Over the last 12 months, the remortgage market in the UK has transformed with demand for fixed deals surging while the popularity of variable remortgages has plunged, new research has found.
Demand for variable products fell to just 5% of the market share in October compared with 19% in the same month in 2016, according to the latest report from conveyancing service provider LMS.
The report says that trend has been driven by borrowers’ priorities shifting as expectations of an increase in the Bank rate have grown, transforming the landscape of the remortgage market.
With hikes predicted to continue for the next decade, consumers’ focus is centring, more and more, on security, on locking-in low rates while the opportunity still exists.
This has seen the popularity of longer term fixed rate deals surge. Indeed, demand for five year fixed deals made up a record 50% of all of October’s remortgage transactions, over double the 19% seen in the previous year.
But, the report explained that as priorities have shifted, so demand for variable rate deals has declined in turn, their variable nature unable to offer the security that consumers’ currently seek.
The remortgage market has been buoyed by the search for certainty and security. LMS’ figures show October’s remortgage market was the second busiest since the financial crisis, with 40,590 remortgage transactions and over £7 billion lent. When seasonally adjusted, the Bank of England’s recent report highlights that the number of transactions rises to 51,593, the highest since October 2008.
‘Borrowers identified that a rate rise was likely, and many smartly capitalised on the situation. This activity drove remortgaging volumes to peak, with the highest remortgage numbers since 2008,’ said Nick Chadbourne, chief executive of LMS.

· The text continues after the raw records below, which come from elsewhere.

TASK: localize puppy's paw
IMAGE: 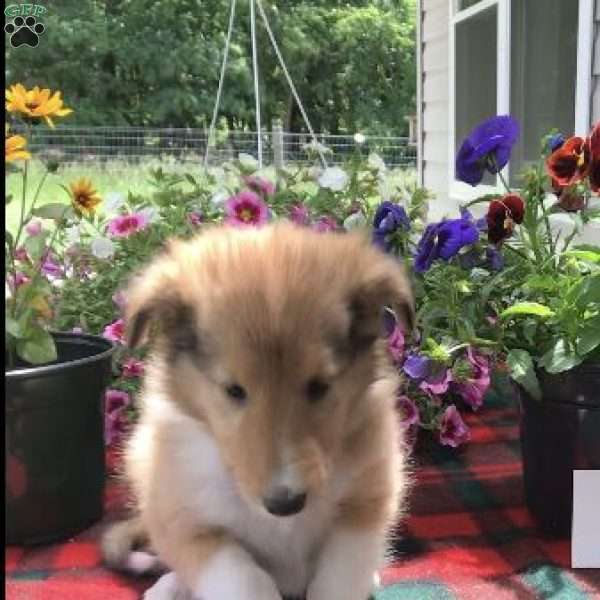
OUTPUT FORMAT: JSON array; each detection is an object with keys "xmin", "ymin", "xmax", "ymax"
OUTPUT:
[{"xmin": 194, "ymin": 546, "xmax": 281, "ymax": 600}]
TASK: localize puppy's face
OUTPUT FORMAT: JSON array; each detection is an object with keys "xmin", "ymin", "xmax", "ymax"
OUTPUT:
[{"xmin": 128, "ymin": 225, "xmax": 412, "ymax": 516}]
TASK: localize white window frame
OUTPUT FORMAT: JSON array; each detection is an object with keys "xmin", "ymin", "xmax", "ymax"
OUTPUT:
[{"xmin": 448, "ymin": 0, "xmax": 594, "ymax": 203}]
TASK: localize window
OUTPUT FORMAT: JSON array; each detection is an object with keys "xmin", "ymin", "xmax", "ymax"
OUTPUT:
[
  {"xmin": 510, "ymin": 0, "xmax": 579, "ymax": 184},
  {"xmin": 449, "ymin": 0, "xmax": 594, "ymax": 198},
  {"xmin": 455, "ymin": 6, "xmax": 497, "ymax": 185}
]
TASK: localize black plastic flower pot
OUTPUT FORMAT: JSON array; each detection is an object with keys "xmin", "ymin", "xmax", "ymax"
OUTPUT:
[
  {"xmin": 519, "ymin": 363, "xmax": 600, "ymax": 538},
  {"xmin": 5, "ymin": 333, "xmax": 114, "ymax": 544}
]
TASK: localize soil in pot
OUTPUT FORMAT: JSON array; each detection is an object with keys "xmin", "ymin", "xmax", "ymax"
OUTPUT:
[
  {"xmin": 5, "ymin": 333, "xmax": 114, "ymax": 544},
  {"xmin": 519, "ymin": 364, "xmax": 600, "ymax": 538}
]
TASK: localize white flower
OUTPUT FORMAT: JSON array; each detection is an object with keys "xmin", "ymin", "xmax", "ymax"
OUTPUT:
[
  {"xmin": 210, "ymin": 189, "xmax": 231, "ymax": 208},
  {"xmin": 377, "ymin": 177, "xmax": 397, "ymax": 200},
  {"xmin": 90, "ymin": 238, "xmax": 115, "ymax": 260},
  {"xmin": 139, "ymin": 206, "xmax": 160, "ymax": 223},
  {"xmin": 238, "ymin": 152, "xmax": 258, "ymax": 170},
  {"xmin": 65, "ymin": 225, "xmax": 81, "ymax": 246},
  {"xmin": 302, "ymin": 140, "xmax": 333, "ymax": 154},
  {"xmin": 344, "ymin": 212, "xmax": 367, "ymax": 231},
  {"xmin": 319, "ymin": 167, "xmax": 348, "ymax": 192},
  {"xmin": 367, "ymin": 152, "xmax": 386, "ymax": 171},
  {"xmin": 104, "ymin": 192, "xmax": 125, "ymax": 214}
]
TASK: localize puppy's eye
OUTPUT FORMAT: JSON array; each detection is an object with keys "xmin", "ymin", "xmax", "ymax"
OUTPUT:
[
  {"xmin": 306, "ymin": 377, "xmax": 329, "ymax": 403},
  {"xmin": 225, "ymin": 383, "xmax": 248, "ymax": 404}
]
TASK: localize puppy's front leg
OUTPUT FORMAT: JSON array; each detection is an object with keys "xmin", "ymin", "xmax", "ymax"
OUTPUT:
[
  {"xmin": 306, "ymin": 527, "xmax": 385, "ymax": 600},
  {"xmin": 152, "ymin": 533, "xmax": 281, "ymax": 600}
]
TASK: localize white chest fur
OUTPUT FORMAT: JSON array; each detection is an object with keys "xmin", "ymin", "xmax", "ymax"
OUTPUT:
[{"xmin": 130, "ymin": 408, "xmax": 343, "ymax": 596}]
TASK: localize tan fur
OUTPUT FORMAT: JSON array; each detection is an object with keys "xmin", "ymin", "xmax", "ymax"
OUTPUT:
[{"xmin": 104, "ymin": 224, "xmax": 413, "ymax": 600}]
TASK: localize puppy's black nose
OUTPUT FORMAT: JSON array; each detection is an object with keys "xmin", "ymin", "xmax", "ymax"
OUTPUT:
[{"xmin": 263, "ymin": 487, "xmax": 306, "ymax": 517}]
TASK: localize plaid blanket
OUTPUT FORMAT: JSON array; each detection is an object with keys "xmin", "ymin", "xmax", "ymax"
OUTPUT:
[{"xmin": 5, "ymin": 386, "xmax": 600, "ymax": 600}]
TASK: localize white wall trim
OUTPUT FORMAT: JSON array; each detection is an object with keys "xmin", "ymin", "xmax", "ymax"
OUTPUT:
[
  {"xmin": 575, "ymin": 0, "xmax": 594, "ymax": 136},
  {"xmin": 450, "ymin": 0, "xmax": 502, "ymax": 24},
  {"xmin": 416, "ymin": 0, "xmax": 424, "ymax": 186}
]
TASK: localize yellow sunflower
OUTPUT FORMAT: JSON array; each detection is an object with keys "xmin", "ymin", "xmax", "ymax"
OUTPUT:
[
  {"xmin": 4, "ymin": 125, "xmax": 31, "ymax": 162},
  {"xmin": 69, "ymin": 177, "xmax": 102, "ymax": 217},
  {"xmin": 5, "ymin": 83, "xmax": 73, "ymax": 127}
]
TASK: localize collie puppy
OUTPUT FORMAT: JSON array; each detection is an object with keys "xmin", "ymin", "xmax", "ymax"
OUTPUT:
[{"xmin": 103, "ymin": 223, "xmax": 413, "ymax": 600}]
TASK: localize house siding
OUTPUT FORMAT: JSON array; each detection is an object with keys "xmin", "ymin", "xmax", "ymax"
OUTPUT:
[{"xmin": 418, "ymin": 0, "xmax": 450, "ymax": 216}]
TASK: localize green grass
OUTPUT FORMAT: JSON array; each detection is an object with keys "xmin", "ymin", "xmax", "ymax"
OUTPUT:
[{"xmin": 6, "ymin": 160, "xmax": 195, "ymax": 233}]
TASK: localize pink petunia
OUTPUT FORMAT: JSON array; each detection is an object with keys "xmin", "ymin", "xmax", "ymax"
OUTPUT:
[
  {"xmin": 122, "ymin": 357, "xmax": 144, "ymax": 379},
  {"xmin": 440, "ymin": 404, "xmax": 471, "ymax": 448},
  {"xmin": 8, "ymin": 271, "xmax": 31, "ymax": 290},
  {"xmin": 25, "ymin": 221, "xmax": 42, "ymax": 237},
  {"xmin": 41, "ymin": 252, "xmax": 63, "ymax": 277},
  {"xmin": 242, "ymin": 175, "xmax": 275, "ymax": 198},
  {"xmin": 15, "ymin": 246, "xmax": 29, "ymax": 262},
  {"xmin": 107, "ymin": 212, "xmax": 150, "ymax": 237},
  {"xmin": 225, "ymin": 191, "xmax": 269, "ymax": 227},
  {"xmin": 419, "ymin": 368, "xmax": 452, "ymax": 395},
  {"xmin": 112, "ymin": 290, "xmax": 126, "ymax": 312},
  {"xmin": 387, "ymin": 325, "xmax": 405, "ymax": 363},
  {"xmin": 102, "ymin": 319, "xmax": 125, "ymax": 344},
  {"xmin": 187, "ymin": 210, "xmax": 204, "ymax": 227},
  {"xmin": 290, "ymin": 203, "xmax": 310, "ymax": 225},
  {"xmin": 396, "ymin": 396, "xmax": 421, "ymax": 427},
  {"xmin": 313, "ymin": 217, "xmax": 338, "ymax": 233},
  {"xmin": 452, "ymin": 348, "xmax": 491, "ymax": 410}
]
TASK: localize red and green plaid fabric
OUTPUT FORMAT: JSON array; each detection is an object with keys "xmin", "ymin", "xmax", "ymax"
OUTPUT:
[{"xmin": 5, "ymin": 386, "xmax": 600, "ymax": 600}]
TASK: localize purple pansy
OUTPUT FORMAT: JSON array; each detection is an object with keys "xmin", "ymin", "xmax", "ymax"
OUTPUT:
[
  {"xmin": 440, "ymin": 404, "xmax": 471, "ymax": 448},
  {"xmin": 548, "ymin": 133, "xmax": 566, "ymax": 152},
  {"xmin": 456, "ymin": 115, "xmax": 519, "ymax": 186},
  {"xmin": 396, "ymin": 396, "xmax": 421, "ymax": 427},
  {"xmin": 402, "ymin": 354, "xmax": 432, "ymax": 380},
  {"xmin": 373, "ymin": 200, "xmax": 410, "ymax": 252},
  {"xmin": 414, "ymin": 218, "xmax": 479, "ymax": 273},
  {"xmin": 452, "ymin": 348, "xmax": 490, "ymax": 410}
]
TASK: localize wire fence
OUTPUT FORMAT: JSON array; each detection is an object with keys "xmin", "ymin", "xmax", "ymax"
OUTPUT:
[{"xmin": 17, "ymin": 126, "xmax": 417, "ymax": 168}]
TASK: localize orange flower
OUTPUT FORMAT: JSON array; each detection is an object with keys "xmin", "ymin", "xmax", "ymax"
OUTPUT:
[
  {"xmin": 69, "ymin": 177, "xmax": 102, "ymax": 217},
  {"xmin": 546, "ymin": 137, "xmax": 590, "ymax": 186},
  {"xmin": 5, "ymin": 83, "xmax": 73, "ymax": 127}
]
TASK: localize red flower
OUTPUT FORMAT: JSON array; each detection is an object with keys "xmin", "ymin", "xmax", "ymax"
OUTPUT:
[
  {"xmin": 588, "ymin": 121, "xmax": 600, "ymax": 194},
  {"xmin": 557, "ymin": 187, "xmax": 585, "ymax": 212},
  {"xmin": 546, "ymin": 137, "xmax": 590, "ymax": 186},
  {"xmin": 486, "ymin": 194, "xmax": 525, "ymax": 244}
]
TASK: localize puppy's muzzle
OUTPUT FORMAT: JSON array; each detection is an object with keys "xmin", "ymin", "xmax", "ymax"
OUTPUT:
[{"xmin": 263, "ymin": 486, "xmax": 306, "ymax": 517}]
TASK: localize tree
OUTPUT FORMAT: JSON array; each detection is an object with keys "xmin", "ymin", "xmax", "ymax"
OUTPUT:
[{"xmin": 5, "ymin": 0, "xmax": 416, "ymax": 134}]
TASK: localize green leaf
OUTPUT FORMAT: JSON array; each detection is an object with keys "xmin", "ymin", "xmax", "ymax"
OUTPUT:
[
  {"xmin": 506, "ymin": 350, "xmax": 542, "ymax": 400},
  {"xmin": 577, "ymin": 317, "xmax": 600, "ymax": 356},
  {"xmin": 500, "ymin": 302, "xmax": 554, "ymax": 319},
  {"xmin": 563, "ymin": 250, "xmax": 600, "ymax": 264},
  {"xmin": 4, "ymin": 315, "xmax": 23, "ymax": 338},
  {"xmin": 540, "ymin": 339, "xmax": 583, "ymax": 373},
  {"xmin": 33, "ymin": 202, "xmax": 70, "ymax": 221},
  {"xmin": 17, "ymin": 328, "xmax": 57, "ymax": 365},
  {"xmin": 23, "ymin": 232, "xmax": 48, "ymax": 262}
]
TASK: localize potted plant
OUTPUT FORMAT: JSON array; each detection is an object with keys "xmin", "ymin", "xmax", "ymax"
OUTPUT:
[
  {"xmin": 456, "ymin": 117, "xmax": 600, "ymax": 536},
  {"xmin": 5, "ymin": 84, "xmax": 113, "ymax": 544}
]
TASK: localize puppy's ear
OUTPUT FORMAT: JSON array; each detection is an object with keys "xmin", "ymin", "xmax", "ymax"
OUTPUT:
[{"xmin": 350, "ymin": 251, "xmax": 415, "ymax": 351}]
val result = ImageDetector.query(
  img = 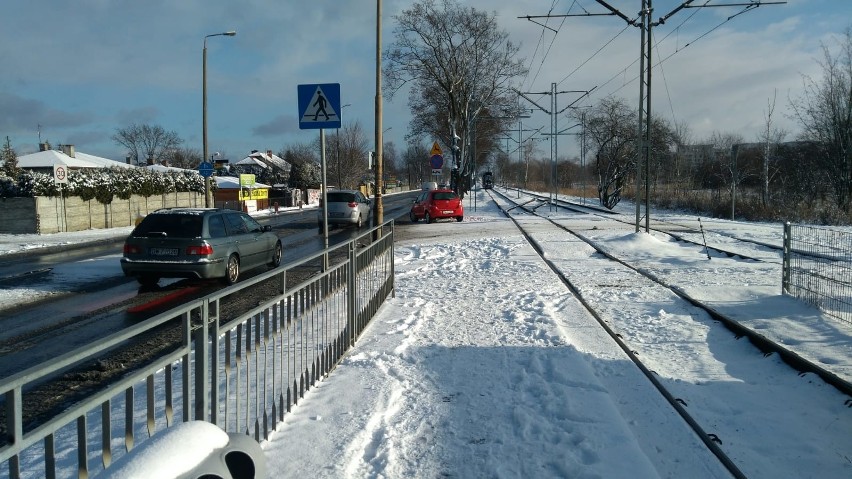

‘There will be interesting times ahead as the Bank of England hint at a long stretch of rises, I suspect many more consumers will opt to fix deals while rates are rock bottom and the market will continue to flourish for the foreseeable future,’ he pointed out.
‘Lenders are tweaking their product portfolios to respond to changing consumer demand and remain competitive. With variable products unable to deliver the security consumers are seeking, this means fixed rate products are set to stay at the top of the leader board for the foreseeable future,’ he added.
The research also shows that in October a record 78% of remortgagors predicted that interest rates would rise over the next year. This is a dramatic change in attitudes from just the previous month, when only 56% of remortgagors made the same prediction.
Even before June’s Monetary Policy Committee meeting when three of the nine members voted for a rate rise consumer anticipation was steadily increasing and in the six month period between September 2016 and February 2017 the number of borrowers who expected rates to rise within the year rose from 14% to 49%.
‘Variable rates do offer a number of benefits that borrowers should consider when they’re getting a new mortgage including flexibility, low fees, and low deposits. But with Brexit looming on the horizon, the market retains a degree of unpredictability,’ said Chadbourne.
‘It’s hard to ignore the attractiveness of fixed rate products at the moment. November’s rate rise ended 10 years of falling rates and may well have fired the starting pistol on a decade of increases. Given how easy conveyancing and remortgaging is now, thanks chiefly to technological innovation in the sector, and with these hikes set to continue it is difficult to imagine that this surge in activity will disappear any time soon,’ he added.